El presidente de FUCI, Gustavo Samayoa, pide a las administraciones que extremen todas las precauciones y les insta a que realicen controles antes y durante las celebraciones de fin de año para detectar cualquier tipo de irregularidad que pueda suponer cualquier riesgo para la salud o integridad de las personas. Así en caso de existir cualquier anomalía es necesario que se deniegue la licencia, ya que de lo que se trata es de que los jóvenes disfruten con seguridad”. Asímismo desde FUCI se hace un llamamiento a los empresarios y empresas del ocio para que cumplan sus obligaciones legales tales como tener licencia, seguro de responsabilidad civil, suficiente personal de seguridad y/o vigilantes o no superar el aforo permitido ...
Respecto a la seguridad, especialmente en las llamadas macrofiestas, Samayoa recuerda que “es la administración autorizante la obligada a comprobar la misma durante la admisión de los jóvenes y durante la celebración de la fiesta, así como cuando esta termine para la evacuación ordenada de los asistentes”. Asímismo, Samayoa pide a la administraciones correspondiente “que publiciten a través de la red o de cualquier otro medio, el listado de las fiestas autorizadas para que los interesados conozcan si el evento al que desean acudir tiene o no la licencia preceptiva”.

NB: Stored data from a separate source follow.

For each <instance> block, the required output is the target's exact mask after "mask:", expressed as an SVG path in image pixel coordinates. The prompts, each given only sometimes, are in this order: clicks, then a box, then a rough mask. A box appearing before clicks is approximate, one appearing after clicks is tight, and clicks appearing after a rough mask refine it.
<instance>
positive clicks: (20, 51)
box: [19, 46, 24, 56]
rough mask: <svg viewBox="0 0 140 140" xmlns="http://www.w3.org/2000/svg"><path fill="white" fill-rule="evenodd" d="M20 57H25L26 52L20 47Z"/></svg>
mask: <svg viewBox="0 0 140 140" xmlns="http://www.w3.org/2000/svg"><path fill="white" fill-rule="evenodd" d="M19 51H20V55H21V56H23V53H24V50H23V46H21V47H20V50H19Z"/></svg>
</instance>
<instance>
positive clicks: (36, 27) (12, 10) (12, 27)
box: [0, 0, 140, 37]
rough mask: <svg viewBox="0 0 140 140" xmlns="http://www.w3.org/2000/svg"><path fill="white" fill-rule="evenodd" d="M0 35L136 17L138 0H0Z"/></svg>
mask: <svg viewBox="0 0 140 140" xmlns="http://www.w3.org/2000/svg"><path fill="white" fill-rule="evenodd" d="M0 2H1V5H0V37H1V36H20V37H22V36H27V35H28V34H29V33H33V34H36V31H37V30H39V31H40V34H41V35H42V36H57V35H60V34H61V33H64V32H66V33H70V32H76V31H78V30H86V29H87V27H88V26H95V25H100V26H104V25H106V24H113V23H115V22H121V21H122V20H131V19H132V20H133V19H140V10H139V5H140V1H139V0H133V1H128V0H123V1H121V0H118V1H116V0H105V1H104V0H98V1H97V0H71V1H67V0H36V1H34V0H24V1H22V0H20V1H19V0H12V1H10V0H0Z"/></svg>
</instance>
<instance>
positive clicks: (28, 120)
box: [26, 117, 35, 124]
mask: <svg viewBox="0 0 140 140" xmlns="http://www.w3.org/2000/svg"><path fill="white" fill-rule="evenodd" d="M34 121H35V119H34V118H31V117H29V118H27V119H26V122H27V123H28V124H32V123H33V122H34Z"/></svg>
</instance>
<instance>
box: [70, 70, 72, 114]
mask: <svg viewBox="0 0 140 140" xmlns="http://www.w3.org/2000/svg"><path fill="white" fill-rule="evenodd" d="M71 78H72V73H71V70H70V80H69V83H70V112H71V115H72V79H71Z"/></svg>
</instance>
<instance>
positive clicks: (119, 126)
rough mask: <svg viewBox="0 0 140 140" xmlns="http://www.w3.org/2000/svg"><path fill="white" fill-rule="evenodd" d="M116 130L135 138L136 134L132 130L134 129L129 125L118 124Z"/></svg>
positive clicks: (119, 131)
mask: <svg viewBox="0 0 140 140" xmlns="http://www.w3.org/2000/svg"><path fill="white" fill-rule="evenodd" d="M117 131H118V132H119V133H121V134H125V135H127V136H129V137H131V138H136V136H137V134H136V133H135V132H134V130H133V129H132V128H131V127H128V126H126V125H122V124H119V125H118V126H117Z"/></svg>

Respecto a los consumidores, Samayoa pide “que sean precavidos y que disfruten de la última noche del año sin renunciar a sus derechos, para lo cual deben cerciorarse de cuáles son los servicios incluidos en el precio de la entrada (barra libre, cotillón, cantidad de copas, guardarropa y exigir ante cualquier incidencia las hojas de reclamaciones para dejar constancia de su reclamación”.
Por último, sobre el Derecho de Admisión, hay que recordar que su regulación es autonómica, por lo que es recomendable conocer la normativa local. No obstante todas las regulaciones coinciden en que este derecho no puede encubrir discriminaciones, por lo que las condiciones de acceso tienen que ser públicas y visibles.